Quais e quantas lembranças astronautas conseguiriam ter após uma viagem a Marte?
Parece uma pergunta irrelevante, mas é uma das maiores preocupações de especialistas. Isso se deve a um fenômeno conhecido como "space brain", relacionado à exposição prolongada a raios cósmicos galácticos (GCR, na sigla em inglês).
Esses raios carregam tanta energia que podem penetrar o casco de uma nave espacial. De acordo com cientistas da Universidade da Califórnia em Irvine (EUA), a exposição a partículas carregadas de alta energia pode causar danos de longo prazo ao cérebro.
Entre os efeitos desse fenômeno estão alterações cognitivas e demência. Possíveis danos causados pelos GCR ao corpo já eram conhecidos, mas acreditava-se que eram de curto prazo.
Em experimentos em ratos, porém, Charles Limoli e sua equipe descobriram que níveis de inflamação no cérebro continuavam significativos e danosos aos neurônios mesmo após seis meses, afetando comportamento, memória e aprendizagem.
"São más notícias para astronautas que embarcarem em uma viagem de ida e volta a Marte de dois ou três anos", comentou Limoli, professor de radiação e oncologia da Escola de Medicina da Universidade da Califórnia em Irvine.
'Extinção do medo'
"O ambiente espacial traz perigos únicos para os astronautas", afirmou Limoli.
Para o especialista, entre outros possíveis problemas decorrentes do fenômeno do "space brain" estão a diminuição do rendimento, ansiedade, depressão e alterações na hora de tomar decisões. "Muitas dessas consequências adversas podem continuar e progredir ao longo da vida."

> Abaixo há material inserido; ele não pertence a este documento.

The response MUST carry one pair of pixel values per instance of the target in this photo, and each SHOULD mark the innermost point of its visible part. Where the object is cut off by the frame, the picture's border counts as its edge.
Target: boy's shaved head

Os pesquisadores também descobriram que a radiação afeta a "extinção do medo", processo pelo qual o cérebro reprime experiências desagradáveis e estressantes do passado (por exemplo, quando alguém sofre uma queda de cavalo e volta a montar).
"O déficit na extinção do medo pode torná-los (astronautas) propensos à ansiedade", assinalou Limoli. "Isso poderia ser problemático em uma viagem de três anos de ida e volta a Marte."
Raios cósmicos descarregam muita energia ao se chocar com o corpo humano. Na Estação Espacial Internacional, astronautas estão protegidos porque se encontram na magnetosfera da Terra, que atua como escudo contra radiação. O mesmo não aconteceria em uma aventura rumo à Marte.
Construir naves espaciais com uma dupla capa protetora pode não ser útil, pois nada resiste a esses raios. Por isso, especialistas sugerem o desenvolvimento de tratamentos preventivos para proteção do cérebro.
Se os pesquisadores estiverem corretos, é possível que um astronauta que voltar de Marte tenha, portanto, dificuldades para recordar sua memorável experiência.